Last summer, the COVID-19 pandemic forced teams to close their doors to visitors during training camp, marking the first time in 45 seasons that the Buccaneers did not have fans in attendance for practices. This year, league protocols allow for a limited number of fans and the Bucs will have season pass members and select groups at each of their 15 open workouts.
On Sunday, the bleachers along the whole sideline to the west of Field One, where most of the work done by first and second-string players was conducted, were full and agreeably noisy. Evans enjoyed getting instant and loud feedback every time he caught a pass.
"It's exciting, having the fans back, just normalcy," said Evans. "It's why we play the game, for the fans, and it was good to see them. Having the fans here and then now that we've changed the program around, we're more of a winning team now, it just feels different. It feels good."
For Fournette, the cheering crowd was another sign that the NFL is moving back towards what it was before the pandemic-gripped 2020 campaign.
"It just shows football's coming back the real way," he said. "Having fans, that's part of our job - they fuel us up in games, practices, stuff like that. It was a whole different environment...it brought a lot of energy to the field."

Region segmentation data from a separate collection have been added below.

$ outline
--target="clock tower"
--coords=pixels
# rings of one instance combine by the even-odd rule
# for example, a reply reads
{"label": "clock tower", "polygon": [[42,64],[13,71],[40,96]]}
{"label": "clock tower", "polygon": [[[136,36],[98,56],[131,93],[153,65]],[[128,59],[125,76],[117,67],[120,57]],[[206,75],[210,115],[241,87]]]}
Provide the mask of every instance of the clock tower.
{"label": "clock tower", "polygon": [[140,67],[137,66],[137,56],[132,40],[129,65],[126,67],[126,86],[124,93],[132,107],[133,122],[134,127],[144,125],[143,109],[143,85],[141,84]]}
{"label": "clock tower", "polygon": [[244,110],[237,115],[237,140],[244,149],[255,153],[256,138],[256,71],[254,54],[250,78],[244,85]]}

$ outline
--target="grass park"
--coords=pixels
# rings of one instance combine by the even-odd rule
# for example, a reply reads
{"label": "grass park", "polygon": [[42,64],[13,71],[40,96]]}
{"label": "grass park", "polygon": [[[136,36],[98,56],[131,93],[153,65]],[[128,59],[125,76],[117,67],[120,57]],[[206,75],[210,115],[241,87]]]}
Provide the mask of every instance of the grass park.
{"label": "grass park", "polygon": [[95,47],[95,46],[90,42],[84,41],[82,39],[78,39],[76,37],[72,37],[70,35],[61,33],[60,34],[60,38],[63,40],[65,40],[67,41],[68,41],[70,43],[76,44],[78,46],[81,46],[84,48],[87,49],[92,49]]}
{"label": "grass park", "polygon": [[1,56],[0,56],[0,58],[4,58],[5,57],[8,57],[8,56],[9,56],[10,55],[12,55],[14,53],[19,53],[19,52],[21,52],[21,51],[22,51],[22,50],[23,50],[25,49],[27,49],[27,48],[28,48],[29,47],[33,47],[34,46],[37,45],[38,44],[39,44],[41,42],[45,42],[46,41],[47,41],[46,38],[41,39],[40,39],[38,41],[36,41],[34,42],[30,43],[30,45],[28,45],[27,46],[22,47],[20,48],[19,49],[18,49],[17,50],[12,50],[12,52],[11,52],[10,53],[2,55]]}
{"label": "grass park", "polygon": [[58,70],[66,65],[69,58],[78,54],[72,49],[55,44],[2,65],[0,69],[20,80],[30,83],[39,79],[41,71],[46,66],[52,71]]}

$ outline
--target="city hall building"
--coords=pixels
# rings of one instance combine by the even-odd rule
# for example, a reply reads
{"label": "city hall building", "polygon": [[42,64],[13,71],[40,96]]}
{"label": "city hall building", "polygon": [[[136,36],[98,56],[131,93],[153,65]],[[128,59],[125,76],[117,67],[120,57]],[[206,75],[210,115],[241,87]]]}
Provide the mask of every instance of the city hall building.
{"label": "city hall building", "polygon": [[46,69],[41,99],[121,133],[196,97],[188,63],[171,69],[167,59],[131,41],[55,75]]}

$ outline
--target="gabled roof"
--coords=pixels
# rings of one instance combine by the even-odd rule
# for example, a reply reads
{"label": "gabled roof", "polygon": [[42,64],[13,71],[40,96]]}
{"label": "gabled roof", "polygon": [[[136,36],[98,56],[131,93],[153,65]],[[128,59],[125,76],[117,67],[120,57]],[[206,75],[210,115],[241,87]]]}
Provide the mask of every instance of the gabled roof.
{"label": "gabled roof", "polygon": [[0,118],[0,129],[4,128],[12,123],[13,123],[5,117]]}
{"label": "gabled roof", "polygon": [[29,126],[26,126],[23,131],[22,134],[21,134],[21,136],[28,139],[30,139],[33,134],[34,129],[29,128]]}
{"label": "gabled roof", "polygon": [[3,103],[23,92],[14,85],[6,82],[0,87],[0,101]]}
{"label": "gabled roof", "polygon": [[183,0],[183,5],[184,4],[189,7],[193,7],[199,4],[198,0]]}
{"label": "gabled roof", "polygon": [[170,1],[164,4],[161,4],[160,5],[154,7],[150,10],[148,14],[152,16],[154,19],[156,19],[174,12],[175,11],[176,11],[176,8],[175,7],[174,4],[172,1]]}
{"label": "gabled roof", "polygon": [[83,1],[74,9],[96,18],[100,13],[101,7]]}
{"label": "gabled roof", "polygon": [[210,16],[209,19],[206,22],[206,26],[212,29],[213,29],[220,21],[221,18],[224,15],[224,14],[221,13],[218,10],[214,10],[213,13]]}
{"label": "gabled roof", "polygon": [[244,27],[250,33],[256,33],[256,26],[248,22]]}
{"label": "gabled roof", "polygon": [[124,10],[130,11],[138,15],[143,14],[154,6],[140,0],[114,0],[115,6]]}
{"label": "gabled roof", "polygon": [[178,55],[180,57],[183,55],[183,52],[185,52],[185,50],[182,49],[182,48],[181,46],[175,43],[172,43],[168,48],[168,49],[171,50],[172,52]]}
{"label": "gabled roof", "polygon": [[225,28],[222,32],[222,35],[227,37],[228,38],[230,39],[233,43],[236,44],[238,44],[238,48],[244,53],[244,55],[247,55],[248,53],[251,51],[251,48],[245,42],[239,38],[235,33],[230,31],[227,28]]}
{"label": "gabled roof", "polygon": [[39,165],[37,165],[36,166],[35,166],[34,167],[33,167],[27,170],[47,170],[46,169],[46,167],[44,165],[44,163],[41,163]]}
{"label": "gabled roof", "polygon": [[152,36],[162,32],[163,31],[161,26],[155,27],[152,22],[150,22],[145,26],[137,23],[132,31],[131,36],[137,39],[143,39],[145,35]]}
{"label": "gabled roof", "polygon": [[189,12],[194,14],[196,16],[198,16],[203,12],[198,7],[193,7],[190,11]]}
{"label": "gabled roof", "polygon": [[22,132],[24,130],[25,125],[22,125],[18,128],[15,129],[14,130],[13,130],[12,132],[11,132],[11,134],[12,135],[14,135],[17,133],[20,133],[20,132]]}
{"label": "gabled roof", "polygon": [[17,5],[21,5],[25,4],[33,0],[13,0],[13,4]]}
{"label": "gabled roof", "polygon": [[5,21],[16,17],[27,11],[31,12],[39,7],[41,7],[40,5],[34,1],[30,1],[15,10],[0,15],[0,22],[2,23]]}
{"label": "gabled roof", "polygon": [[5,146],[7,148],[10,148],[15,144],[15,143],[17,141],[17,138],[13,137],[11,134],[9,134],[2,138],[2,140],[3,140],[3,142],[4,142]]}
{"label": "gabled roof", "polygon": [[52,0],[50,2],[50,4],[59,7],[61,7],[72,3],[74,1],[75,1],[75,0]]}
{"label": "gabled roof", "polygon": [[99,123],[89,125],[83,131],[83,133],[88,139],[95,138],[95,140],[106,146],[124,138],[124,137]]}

The Buccaneers opened camp with a reasonably healthy 90-man roster and Arians said the players as a whole came back "in really good shape." There is one position, however, that is already seeing its ranks get thin, and that caused the coaches to use one veteran defender at a new spot.
Ross Cockrell, who spent most of last season as the team's fourth cornerback after signing in September, primarily worked at safety on Sunday to help out a depleted group and possibly give the coaches some more options on game days this fall.
A week ago, the Buccaneers had eight safeties on their roster, which would have been plenty to start training camp. However, veteran Curtis Riley was waived/injured last Thursday and returning starter Jordan Whitehead landed on the reserve/COVID-19 list on Friday. In addition, Raven Greene, a veteran addition in May, was excused from the start of camp for personal reasons.
The Buccaneers used their one open roster spot on Sunday morning to add first-year safety Chris Cooper, who spent much of last season on Denver's practice squad, but it will likely take some time for the Stony Brook product to get up to speed on the team's playbook. The more immediate solution to the thinned safety ranks was to repurpose Cockrell, a heady veteran who at least has a grasp on the playbook from the cornerback position.
If Cockrell handles his new assignment well he could make himself even more valuable when the 53-man roster is being constructed because of what it means when that roster is trimmed to 47 or 48 players on game day.
"He's a guy that he's so smart he can play a lot of positions," said Arians. "He might give us an ability to bring up another gunner if he can cover three or four spots for roster [on] game day."